Ultima Thule – это полубаснословная островная страна Тула на крайнем севере Европы, т.е. «Самая Дальняя Тула»[82]. В русскоязычных пособиях по истории, во избежание аналогии с русским городом Тула, ее обычно именуют «Крайней Фулой». Судя по всему, именно по такой причине Набоков обратился к латинскому названию «государства на грустном и далеком острове» (так оно описано в рассказе «Ultima Thule»).

Некий странный иноземец из какой-то северной страны заказал герою рассказа «Ultima Thule» иллюстрации к своей поэме этого названия. Художник Синеусов больше о заказчике ничего не узнал кроме того, что он спешно отбыл в Америку. Рассказ же Набокова представляет собой ламентации Синеусова, обращенные к умершей жене с воспоминанием о его бывшем репетиторе, студенте Фальтере, с которым он встретился спустя почти четверть века. Фальтер случайно разгадал «загадку мира», «сущность вещей», но сообщить об этом никому не может, ибо это знание убивает человека. Синеусов хочет, чтобы Фальтер сказал ему, в чем же сущность вещей.

Понятно, что Фальтер (а прежде всего – его создатель Набоков) не может «обнародовать» свое «открытие», но сообщение Синеусова о Фальтере выказывает знакомство писателя с трудами В.В.Розанова.

Еще в середине 90-х гг. ХХ в. Ольга Сконечная в статье «Люди лунного света в русской прозе Набокова» проследила тему лунного света в романах «Соглядатай» (1938) и «Дар» (1937-1938), связав их с книгой В.В.Розанова «Люди лунного света.

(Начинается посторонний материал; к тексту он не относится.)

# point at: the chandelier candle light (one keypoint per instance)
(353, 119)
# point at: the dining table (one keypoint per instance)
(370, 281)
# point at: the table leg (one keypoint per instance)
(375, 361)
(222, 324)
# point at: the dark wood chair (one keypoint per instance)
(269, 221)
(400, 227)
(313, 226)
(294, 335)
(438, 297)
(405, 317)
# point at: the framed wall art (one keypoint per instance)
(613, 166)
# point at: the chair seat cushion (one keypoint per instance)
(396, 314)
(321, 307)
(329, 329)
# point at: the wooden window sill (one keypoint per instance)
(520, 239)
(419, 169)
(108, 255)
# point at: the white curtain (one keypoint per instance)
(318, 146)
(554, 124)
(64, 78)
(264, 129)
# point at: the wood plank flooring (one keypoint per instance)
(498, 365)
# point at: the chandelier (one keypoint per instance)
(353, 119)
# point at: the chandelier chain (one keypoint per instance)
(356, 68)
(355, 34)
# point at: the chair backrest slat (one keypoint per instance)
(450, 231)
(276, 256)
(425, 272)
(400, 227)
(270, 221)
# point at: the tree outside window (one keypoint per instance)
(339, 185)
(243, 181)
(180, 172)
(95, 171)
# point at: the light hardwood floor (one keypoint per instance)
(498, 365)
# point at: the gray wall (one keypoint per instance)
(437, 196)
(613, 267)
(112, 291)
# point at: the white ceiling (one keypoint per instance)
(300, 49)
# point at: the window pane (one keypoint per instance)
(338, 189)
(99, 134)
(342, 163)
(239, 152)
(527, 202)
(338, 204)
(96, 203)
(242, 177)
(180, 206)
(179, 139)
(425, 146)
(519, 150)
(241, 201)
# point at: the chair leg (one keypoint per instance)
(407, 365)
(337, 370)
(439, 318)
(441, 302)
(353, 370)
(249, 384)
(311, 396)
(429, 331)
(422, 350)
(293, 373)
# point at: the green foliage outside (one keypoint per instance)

Метафизика христианства». «Однако присутствие лунных мотивов в мире Набокова – это не только реакция на современную литературную моду, но и отклик на предшествующую традицию <...> Набоков пародирует символистскую неземную любовь в лунных сюжетах <...> О содомских обертонах темы Вечной Женственности писал Розанов, в содомском пафосе упрекал Соловьева Мережковский»[83].

В «Даре», полагает О.Сконечная, набоковский Чернышевский аналогичен розановским людям лунного света, которые «потусветны», т.е. не принадлежат этому миру. Столь же «потусветен» и Смуров из «Соглядатая». Впрочем, исследовательница убеждена в том, что символистская тема наземной любви присутствует не только в фарсовых и карикатурных гомосексуальных сюжетах у Набокова, эта тема обрела разные звучания – от сниженно-пародийных до высоких и лирических.

Глава из «Одинокого короля», набоковского незавершенного романа, которая публикуется в виде рассказа «Ultima Thule», на наш взгляд, неразрывно связана с «Уединенным» (1912) В.В.Розанова. Герой рассказа Набокова случайно разгадал, как уже было сказано, «загадку мира», ему «открылась суть». Художник Синеусов подозревает, что Фальтер нашел «заглавие мира» в иероглифах божества, и хотя Фальтер отрицает искание истины в области общепринятой теологии, сюжет рассказа «Ultima Thule» приводит нас к записи Розанова в «Уединенном» относительно разгадки тетраграммы.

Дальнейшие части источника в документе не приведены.